La simple comparaison des besoins d’un Arabe d’Algérie et d’un colon européen, suffit à prouver combien deux races, parvenues à des degrés inégaux de civilisation, peuvent, sur le même sol, avoir des exigences différentes. La petite provision de graines nécessaire pour son couscous, de l’eau pure, une tente comme habitation, un burnous pour vêtement, voilà comblées toutes les aspirations de l’indigène. Combien plus compliqués les besoins de son voisin le colon européen, même appartenant aux couches sociales inférieures. Il lui faut une maison, de la viande, du vin, des vêtements variés. En un mot, le matériel de nécessités factices auquel l’a habitué le milieu européen.

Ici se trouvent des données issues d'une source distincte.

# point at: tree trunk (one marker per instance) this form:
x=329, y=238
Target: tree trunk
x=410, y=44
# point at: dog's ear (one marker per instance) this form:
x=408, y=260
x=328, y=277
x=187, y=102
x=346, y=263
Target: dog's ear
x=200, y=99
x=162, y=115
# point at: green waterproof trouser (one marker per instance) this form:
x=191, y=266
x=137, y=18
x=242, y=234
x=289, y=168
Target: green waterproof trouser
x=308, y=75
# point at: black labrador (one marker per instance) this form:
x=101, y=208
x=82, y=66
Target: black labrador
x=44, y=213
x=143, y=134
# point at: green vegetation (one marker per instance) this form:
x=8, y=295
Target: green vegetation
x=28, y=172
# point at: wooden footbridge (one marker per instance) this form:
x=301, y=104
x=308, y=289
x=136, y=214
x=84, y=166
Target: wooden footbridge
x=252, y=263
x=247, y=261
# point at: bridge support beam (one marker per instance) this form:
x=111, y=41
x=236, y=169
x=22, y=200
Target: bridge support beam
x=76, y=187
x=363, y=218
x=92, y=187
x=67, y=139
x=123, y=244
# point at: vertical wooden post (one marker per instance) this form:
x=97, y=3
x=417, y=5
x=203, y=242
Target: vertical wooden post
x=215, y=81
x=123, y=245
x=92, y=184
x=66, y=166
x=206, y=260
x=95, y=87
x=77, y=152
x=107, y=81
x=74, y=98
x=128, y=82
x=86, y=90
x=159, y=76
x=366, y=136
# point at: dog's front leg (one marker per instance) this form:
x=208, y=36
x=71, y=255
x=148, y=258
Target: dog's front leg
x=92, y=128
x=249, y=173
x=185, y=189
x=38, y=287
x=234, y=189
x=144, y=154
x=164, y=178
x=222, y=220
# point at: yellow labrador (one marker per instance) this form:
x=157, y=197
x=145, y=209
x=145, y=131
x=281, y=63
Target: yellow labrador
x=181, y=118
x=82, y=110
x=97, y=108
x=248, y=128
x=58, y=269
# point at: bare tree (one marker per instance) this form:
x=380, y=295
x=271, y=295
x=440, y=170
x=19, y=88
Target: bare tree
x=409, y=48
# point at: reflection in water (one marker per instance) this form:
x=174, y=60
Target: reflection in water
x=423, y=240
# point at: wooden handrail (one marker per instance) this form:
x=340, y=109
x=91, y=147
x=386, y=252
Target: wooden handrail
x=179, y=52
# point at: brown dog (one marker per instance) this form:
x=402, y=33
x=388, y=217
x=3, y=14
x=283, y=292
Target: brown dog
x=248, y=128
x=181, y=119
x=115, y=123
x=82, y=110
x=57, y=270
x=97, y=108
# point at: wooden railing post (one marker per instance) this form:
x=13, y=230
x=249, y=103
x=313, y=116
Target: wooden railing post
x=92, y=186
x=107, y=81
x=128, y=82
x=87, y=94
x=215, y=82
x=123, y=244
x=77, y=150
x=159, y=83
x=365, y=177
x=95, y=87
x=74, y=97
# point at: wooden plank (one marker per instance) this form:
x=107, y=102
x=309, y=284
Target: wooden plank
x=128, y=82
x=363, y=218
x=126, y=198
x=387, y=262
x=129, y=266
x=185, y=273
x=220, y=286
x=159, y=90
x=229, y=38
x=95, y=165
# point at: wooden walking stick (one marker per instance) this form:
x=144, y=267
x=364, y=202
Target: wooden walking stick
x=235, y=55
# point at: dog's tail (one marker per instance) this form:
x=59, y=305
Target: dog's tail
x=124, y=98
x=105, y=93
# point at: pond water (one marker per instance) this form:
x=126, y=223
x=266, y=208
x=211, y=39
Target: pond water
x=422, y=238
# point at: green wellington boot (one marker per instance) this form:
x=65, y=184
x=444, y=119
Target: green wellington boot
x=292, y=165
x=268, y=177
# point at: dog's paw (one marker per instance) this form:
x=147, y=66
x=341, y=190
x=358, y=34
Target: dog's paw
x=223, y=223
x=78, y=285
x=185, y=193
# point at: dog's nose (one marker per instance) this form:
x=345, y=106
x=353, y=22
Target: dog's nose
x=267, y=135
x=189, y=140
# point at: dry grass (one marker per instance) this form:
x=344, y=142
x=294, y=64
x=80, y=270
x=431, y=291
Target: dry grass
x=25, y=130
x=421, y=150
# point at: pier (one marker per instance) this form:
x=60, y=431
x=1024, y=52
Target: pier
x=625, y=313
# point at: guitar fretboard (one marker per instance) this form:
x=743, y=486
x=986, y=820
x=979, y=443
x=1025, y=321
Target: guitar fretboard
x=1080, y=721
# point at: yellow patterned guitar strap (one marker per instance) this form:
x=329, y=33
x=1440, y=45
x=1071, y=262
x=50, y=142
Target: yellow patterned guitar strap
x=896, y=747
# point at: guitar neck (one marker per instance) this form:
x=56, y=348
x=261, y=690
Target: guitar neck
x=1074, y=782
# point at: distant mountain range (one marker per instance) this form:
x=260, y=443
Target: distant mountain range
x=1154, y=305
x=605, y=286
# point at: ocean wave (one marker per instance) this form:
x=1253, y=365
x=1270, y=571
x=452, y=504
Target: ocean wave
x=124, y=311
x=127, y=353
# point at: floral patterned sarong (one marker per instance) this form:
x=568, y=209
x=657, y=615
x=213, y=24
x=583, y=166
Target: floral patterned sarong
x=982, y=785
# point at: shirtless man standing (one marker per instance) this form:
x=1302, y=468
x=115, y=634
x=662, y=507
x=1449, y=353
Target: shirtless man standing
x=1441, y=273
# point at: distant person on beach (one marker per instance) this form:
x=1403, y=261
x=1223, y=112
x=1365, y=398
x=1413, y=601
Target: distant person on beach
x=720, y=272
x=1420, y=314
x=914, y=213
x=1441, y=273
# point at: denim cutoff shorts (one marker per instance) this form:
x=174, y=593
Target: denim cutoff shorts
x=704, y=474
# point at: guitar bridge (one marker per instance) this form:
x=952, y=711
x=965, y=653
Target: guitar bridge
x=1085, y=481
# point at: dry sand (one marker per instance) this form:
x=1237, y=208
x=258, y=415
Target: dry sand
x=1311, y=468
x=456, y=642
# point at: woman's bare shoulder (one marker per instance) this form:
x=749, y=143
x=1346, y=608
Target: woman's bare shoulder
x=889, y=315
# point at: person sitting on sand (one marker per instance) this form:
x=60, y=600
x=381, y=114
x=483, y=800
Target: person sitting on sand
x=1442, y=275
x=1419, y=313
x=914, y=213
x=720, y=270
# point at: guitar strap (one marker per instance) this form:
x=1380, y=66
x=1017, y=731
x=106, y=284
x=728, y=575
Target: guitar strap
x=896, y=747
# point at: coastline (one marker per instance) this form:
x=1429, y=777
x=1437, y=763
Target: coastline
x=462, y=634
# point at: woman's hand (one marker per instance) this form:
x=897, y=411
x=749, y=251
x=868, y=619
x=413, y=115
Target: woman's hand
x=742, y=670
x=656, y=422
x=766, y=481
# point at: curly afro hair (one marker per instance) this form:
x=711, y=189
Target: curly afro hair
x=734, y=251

De ces faits multiples, constatés en tous lieux, se dégage clairement cette loi psychologique : l’éducation européenne, appliquée à l’indigène, le rend profondément misérable parce qu’elle lui impose des idées nouvelles et un mode de vie raffiné sans lui procurer les moyens de la pratiquer. Elle détruit les legs héréditaires de son passé et le laisse désorienté en face du présent.

Devons-nous espérer que nos institutions et nôtre éducation européenne rapprocheront de nous les Orientaux distancés aujourd’hui par un si vaste abîme ? Les exemples que j’ai cités n’autorisent guère cette espérance, et la théorie vient à leur appui, en nous enseignant que la plus difficile transformation à accomplir chez un peuple est celle de ses sentiments héréditaires. Or c’est précisément la différence de leurs hérédités qui sépare si profondément l’Orient de l’Occident.

Sur ces sentiments nationaux, formés par les mêmes ambiances, les mêmes institutions, les mêmes croyances agissant depuis des siècles. Sur ces sentiments, dis-je, l’éducation demeure sans prise. Ils représentent, en effet, le passé d’une race, le résultat des expériences et des actions de toute une longue série de générations, les mobiles héréditaires de la conduite. Constituant l’âme d’un peuple, leur poids est considérable.